Something has been bugging me about BERT for a while, and I couldn’t quite place it. Here’s a model that we’ve trained to fill in blanks, give it a sentence with 15% of the tokens masked and it’ll predict what goes there. And it’s terrifyingly good at that job. But then we just… stopped. We took this model that excels at reconstructing corrupted text and decided it could only ever work at exactly one level of corruption.

What if it could handle 20%? Or 50%? Or 95%? What if you cranked the dial all the way to “every single token is missing” and asked it to reconstruct the whole thing from nothing?

That’s text diffusion. And the strange part isn’t that it works. The strange part is that the idea was sitting right there inside BERT’s training objective the whole time, and nobody turned the knob for years.

Table of Contents

Part 1: Understanding to mask tokens

Let’s start with a sentence we’ll follow through this entire post: “the cat sat on the mat.” Six tokens. Nothing fancy. Now let’s destroy it.

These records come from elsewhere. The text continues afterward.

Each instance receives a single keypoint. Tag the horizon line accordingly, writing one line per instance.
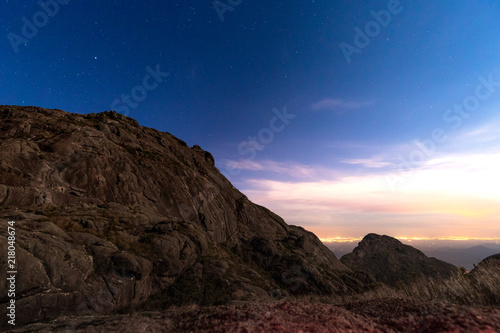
(441, 238)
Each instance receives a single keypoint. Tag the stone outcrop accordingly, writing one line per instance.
(387, 260)
(112, 216)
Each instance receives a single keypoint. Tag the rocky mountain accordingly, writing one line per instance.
(492, 263)
(387, 260)
(112, 216)
(463, 257)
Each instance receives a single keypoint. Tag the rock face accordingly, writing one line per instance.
(492, 263)
(111, 216)
(389, 261)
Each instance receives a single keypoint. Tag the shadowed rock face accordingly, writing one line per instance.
(389, 261)
(110, 214)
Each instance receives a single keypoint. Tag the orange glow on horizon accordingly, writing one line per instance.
(449, 238)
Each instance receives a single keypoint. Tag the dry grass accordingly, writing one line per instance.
(479, 289)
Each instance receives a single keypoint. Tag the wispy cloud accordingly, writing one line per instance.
(335, 104)
(452, 193)
(293, 170)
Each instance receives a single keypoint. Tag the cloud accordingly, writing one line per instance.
(453, 194)
(339, 104)
(293, 170)
(367, 162)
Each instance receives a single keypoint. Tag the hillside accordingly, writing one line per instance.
(389, 261)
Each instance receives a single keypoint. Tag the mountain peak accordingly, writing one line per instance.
(388, 260)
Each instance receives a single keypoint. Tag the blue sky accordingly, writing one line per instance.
(378, 141)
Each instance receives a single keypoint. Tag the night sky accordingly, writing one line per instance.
(344, 117)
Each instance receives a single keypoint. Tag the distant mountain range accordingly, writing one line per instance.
(467, 257)
(459, 254)
(387, 260)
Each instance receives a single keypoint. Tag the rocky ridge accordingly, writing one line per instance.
(387, 260)
(112, 216)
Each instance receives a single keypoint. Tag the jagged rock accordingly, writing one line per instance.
(387, 260)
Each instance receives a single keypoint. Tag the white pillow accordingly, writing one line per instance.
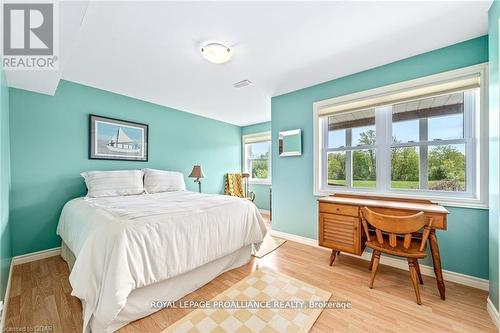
(163, 181)
(113, 183)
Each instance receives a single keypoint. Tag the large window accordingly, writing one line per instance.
(418, 139)
(257, 157)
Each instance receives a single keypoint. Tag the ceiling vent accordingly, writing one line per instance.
(242, 84)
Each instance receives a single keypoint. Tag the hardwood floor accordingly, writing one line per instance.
(40, 296)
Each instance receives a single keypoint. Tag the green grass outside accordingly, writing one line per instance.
(396, 184)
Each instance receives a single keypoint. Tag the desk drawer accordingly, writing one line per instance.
(340, 232)
(338, 209)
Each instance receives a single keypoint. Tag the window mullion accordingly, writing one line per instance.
(348, 158)
(383, 133)
(424, 154)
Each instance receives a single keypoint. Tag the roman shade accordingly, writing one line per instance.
(402, 95)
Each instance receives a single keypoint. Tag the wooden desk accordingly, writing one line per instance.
(340, 227)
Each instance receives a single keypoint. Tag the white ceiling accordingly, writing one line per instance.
(150, 50)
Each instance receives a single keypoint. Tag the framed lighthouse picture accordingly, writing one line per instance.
(115, 139)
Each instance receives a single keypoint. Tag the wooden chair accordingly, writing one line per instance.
(394, 235)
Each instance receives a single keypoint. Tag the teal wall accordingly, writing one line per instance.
(261, 191)
(295, 207)
(49, 143)
(494, 157)
(5, 244)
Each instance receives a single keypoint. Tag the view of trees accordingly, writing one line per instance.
(446, 166)
(260, 166)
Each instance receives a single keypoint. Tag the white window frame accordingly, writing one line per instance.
(475, 139)
(266, 136)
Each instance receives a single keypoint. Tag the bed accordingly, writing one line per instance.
(126, 252)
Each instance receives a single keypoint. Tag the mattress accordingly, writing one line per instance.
(139, 301)
(122, 244)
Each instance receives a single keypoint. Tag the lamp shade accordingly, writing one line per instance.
(197, 172)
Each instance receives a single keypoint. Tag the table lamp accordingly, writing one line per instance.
(198, 174)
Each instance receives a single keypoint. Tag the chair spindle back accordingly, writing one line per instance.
(395, 226)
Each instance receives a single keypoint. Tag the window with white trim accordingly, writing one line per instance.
(257, 157)
(419, 140)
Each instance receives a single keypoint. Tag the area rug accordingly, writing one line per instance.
(269, 244)
(264, 286)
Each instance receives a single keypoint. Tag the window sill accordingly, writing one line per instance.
(259, 182)
(445, 201)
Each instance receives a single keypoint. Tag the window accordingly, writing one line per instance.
(257, 157)
(351, 149)
(421, 138)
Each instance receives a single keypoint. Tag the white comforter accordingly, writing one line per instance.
(124, 243)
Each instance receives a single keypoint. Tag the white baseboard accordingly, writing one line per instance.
(295, 238)
(18, 260)
(6, 299)
(24, 258)
(493, 312)
(450, 276)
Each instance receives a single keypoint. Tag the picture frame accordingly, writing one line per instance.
(117, 139)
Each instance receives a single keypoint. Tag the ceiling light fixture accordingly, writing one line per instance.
(242, 84)
(216, 53)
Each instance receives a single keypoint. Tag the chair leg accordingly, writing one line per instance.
(376, 259)
(417, 266)
(371, 261)
(413, 275)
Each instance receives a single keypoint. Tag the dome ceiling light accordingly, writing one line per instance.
(216, 53)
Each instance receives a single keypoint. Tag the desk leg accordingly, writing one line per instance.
(436, 260)
(333, 256)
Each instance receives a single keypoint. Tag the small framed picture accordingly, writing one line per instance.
(114, 139)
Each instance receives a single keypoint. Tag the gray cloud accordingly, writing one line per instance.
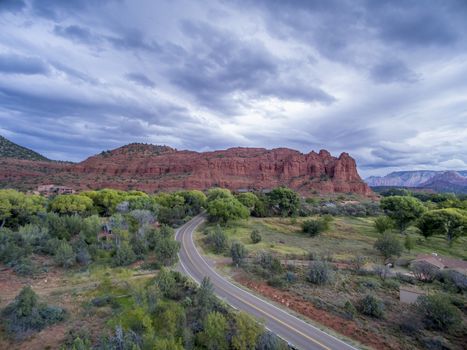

My first instinct was that the corruption process must be something clever. Maybe you mask tokens left to right, like drawing a line. Or maybe there’s a learned corruption model that figures out which tokens to mask first, some kind of intelligent degradation that preserves structure as long as possible before collapsing into noise.

Nope. It’s a coin flip. Per token. All at once.

Each token independently flips a biased coin. Heads: survive. Tails: get replaced with [MASK]. At $t = 0$ the coin is almost all-heads (everything survives) and it gets progressively more biased toward tails as time increases, until at $t = T$ it’s all-tails and nothing survives. That’s the whole corruption process.

Our sentence “the cat sat on the mat” at, say, 50% corruption might become “the [MASK] sat [MASK] the [MASK].” A different random draw at the same level might give you “[MASK] cat [MASK] on [MASK] mat.” Pure chance.

The math is almost very simple. Each token survives with probability $\bar{\alpha}_t$, a number that smoothly decays from 1 to 0 as $t$ goes from 0 to $T$:

\[q(x_t \mid x_0) = \begin{cases} x_0 & \text{with probability } \bar{\alpha}_t \\ \texttt{[MASK]} & \text{with probability } 1 - \bar{\alpha}_t \end{cases}\]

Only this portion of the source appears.